Ozonoff has created a pandemic to-do list that is similar in some respects to Stamm's recommendations. Because there aren't enough hospital beds for even a moderately bad epidemic, "we need to set up alternatives, such as hotel and motel rooms to use in a pandemic," he says. In a pandemic, the nursing shortage would be particularly acute, especially if many nurses become sick with influenza, he warns. Some alternatives include organizing retired nurses and training volunteers, he says.
FURTHERMORE, inventories of respirators need to be acquired, Ozonoff says. "Currently, there are not enough respirators to handle a huge increase in adult cases, and certainly not enough pediatric respirators to handle a disease with a proclivity for the young."
In early-17th-century England, authorities sometimes quarantined plague-struck families in their houses and tenements by nailing the doors and windows shut.
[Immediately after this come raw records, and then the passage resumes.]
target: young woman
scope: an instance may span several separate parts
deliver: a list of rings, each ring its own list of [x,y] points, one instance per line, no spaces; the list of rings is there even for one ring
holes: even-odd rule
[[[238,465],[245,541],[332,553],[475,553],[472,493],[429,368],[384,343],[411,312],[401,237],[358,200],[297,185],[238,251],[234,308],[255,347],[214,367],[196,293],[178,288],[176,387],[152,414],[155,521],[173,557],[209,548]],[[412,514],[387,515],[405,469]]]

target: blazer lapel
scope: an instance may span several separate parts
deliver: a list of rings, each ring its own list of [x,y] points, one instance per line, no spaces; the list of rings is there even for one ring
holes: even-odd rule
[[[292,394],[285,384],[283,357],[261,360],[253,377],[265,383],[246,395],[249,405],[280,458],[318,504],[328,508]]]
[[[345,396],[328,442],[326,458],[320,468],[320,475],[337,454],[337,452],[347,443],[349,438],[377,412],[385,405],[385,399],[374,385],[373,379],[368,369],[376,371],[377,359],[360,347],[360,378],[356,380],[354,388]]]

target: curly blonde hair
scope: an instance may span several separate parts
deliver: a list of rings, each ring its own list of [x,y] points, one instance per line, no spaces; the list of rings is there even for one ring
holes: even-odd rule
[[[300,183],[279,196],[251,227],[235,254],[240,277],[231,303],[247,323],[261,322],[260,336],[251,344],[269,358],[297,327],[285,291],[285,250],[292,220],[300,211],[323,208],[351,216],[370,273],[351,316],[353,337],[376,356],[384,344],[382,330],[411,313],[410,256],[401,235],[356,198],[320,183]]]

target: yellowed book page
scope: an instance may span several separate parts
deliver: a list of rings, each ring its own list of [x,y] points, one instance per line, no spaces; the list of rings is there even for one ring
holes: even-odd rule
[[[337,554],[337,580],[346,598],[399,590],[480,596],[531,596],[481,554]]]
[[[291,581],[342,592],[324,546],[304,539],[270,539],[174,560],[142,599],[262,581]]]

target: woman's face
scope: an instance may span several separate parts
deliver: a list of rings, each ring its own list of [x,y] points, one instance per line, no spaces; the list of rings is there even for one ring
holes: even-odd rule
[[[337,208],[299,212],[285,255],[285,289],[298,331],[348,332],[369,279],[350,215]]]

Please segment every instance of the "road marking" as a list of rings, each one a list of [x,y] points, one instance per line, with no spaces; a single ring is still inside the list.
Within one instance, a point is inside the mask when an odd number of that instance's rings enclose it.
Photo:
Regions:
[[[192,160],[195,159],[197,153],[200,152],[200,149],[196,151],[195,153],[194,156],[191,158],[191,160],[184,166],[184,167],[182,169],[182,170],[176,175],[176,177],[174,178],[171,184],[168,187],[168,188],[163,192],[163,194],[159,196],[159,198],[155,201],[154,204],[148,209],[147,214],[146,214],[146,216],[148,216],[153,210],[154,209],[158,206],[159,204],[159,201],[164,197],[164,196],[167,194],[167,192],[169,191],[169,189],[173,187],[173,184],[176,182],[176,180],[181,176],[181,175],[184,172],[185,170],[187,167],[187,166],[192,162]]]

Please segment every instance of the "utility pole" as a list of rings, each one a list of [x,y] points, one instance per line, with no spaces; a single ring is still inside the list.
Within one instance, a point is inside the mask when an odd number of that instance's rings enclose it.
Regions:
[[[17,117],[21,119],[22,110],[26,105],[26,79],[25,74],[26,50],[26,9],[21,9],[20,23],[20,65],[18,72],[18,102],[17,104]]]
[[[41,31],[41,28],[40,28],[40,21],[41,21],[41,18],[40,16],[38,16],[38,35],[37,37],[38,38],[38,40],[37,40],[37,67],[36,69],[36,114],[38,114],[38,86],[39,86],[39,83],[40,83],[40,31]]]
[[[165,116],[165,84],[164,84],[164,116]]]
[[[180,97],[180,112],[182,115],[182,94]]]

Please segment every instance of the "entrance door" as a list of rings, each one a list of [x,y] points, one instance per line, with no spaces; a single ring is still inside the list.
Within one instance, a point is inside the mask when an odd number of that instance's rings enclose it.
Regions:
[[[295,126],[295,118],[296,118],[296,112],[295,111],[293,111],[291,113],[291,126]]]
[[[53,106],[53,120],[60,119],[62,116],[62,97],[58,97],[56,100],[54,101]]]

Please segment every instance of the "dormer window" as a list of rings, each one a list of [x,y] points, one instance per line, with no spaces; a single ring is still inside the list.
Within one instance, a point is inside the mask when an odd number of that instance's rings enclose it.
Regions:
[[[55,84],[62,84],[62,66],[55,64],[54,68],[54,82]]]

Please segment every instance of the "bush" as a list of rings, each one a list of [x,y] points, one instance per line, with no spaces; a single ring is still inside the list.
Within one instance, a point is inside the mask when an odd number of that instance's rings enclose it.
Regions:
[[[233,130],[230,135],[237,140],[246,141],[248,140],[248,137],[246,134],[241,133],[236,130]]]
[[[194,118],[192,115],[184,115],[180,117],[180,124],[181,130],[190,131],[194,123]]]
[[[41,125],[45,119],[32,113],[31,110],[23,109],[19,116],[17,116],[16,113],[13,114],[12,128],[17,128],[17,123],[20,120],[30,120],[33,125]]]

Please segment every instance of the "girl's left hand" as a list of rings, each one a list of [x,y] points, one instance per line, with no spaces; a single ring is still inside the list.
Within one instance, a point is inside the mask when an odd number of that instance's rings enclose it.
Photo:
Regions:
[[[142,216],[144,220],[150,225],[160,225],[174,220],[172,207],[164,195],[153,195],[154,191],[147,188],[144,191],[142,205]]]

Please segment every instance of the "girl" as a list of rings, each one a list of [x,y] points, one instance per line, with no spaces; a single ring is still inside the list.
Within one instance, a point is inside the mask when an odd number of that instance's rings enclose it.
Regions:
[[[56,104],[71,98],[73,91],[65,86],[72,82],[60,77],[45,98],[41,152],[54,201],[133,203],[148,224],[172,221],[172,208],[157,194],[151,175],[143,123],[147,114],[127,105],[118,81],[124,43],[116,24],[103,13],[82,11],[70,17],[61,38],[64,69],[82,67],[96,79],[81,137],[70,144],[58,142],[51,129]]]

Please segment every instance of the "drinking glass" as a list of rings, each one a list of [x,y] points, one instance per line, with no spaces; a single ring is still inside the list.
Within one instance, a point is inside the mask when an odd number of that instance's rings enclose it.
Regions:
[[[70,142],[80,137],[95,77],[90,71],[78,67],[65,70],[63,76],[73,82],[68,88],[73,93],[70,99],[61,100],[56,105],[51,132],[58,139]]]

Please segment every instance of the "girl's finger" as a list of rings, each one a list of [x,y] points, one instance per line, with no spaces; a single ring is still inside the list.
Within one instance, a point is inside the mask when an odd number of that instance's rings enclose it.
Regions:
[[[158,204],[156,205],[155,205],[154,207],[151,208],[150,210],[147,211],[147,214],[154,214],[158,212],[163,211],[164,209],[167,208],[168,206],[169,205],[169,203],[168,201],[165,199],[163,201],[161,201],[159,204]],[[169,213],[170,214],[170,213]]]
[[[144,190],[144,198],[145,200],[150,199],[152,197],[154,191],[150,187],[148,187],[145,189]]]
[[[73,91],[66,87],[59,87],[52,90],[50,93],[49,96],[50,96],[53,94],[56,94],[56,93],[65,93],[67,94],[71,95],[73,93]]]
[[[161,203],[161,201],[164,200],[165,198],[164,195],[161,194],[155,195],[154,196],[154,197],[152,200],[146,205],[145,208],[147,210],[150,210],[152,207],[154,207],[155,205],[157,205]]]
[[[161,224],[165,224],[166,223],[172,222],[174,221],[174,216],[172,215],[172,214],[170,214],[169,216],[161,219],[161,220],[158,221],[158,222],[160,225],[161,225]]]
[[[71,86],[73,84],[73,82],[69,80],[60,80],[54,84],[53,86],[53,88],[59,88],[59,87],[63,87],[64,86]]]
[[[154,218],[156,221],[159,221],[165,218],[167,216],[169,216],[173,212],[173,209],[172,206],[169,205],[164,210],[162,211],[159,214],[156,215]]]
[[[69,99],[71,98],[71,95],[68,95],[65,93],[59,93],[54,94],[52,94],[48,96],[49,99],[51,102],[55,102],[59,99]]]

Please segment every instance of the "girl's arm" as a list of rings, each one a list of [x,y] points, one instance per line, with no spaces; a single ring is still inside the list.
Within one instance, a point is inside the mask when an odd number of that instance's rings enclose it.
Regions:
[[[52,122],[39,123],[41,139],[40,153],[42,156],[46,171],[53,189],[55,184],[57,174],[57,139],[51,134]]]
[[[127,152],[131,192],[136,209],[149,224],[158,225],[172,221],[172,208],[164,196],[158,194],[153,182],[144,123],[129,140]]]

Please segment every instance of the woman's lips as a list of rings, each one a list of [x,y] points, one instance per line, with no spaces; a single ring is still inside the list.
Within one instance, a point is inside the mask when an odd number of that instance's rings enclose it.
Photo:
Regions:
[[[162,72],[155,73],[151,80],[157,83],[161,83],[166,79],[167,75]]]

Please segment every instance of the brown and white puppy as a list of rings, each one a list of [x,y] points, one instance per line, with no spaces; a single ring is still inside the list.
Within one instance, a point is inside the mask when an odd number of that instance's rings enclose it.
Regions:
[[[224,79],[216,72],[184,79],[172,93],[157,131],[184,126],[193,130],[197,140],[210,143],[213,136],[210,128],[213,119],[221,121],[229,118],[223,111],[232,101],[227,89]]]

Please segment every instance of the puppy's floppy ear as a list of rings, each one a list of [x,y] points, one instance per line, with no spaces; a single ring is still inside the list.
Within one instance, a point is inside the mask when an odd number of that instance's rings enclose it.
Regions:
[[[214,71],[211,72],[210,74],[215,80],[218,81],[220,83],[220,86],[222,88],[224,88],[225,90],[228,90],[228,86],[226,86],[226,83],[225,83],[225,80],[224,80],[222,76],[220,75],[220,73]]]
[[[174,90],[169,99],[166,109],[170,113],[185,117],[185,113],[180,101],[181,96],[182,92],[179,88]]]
Fears that disease would spread faster if victims ventured outside condemned those inside to an almost certain death. Medical science has advanced spectacularly since then; yet in some regions of the world, the technical capacity and equipment needed for preventing the spread of infectious disease have not advanced much from what they were in Shakespeare's day.
For example, in March, WHO had to fly dry ice from Bangkok to Cambodia to keep avian flu virus specimens cool during shipment to the Pasteur Institute in Paris. Lab technicians in Southeast Asia often work under conditions that make it extremely difficult to obtain accurate results. Many veterinarians in Vietnam lack telephones or fax machines to communicate with the rest of the world and report disease outbreaks.
Unlike during the 1918 pandemic, scientists today have the knowledge needed to prepare vaccines and are aware that a pandemic may be brewing in Asia. Yet most of the wealth and facilities to produce vaccines are in developed countries, and the handful of firms that make them can manufacture enough for only a fraction of the world's population. If a pandemic were to occur, 2.5 billion to 3 billion doses of vaccine would be needed, but current production facilities could make at most a total of 300 million doses, Osterholm explains. In the past, vaccines have never been available early enough and in sufficient quantities to have an impact on morbidity and mortality during a pandemic.
For the first time when the world has faced a pandemic, an antiviral medicine--Roche's Tamiflu--is available that may be effective in preventing infection and ameliorating symptoms. Yet only a relatively few countries can afford to stockpile Tamiflu, and they may not be purchasing nearly enough to protect their citizens. Even if they did order enough, Roche would not have the capacity to fill the orders.
Every day, individuals from countries where surveillance for bird flu cases is poor, or nonexistent, fly to places where the disease has not yet arrived. The combination of promising treatments, highly unequal technical skills and equipment, highly unequal wealth, and thousands of people traveling from Asia to Western countries each day is unprecedented on the eve of a potential pandemic. Poor planning, an absence of political will, and sheer lack of wealth and technical expertise may be the nails that condemn millions of people to unrelieved symptoms and unnecessary death.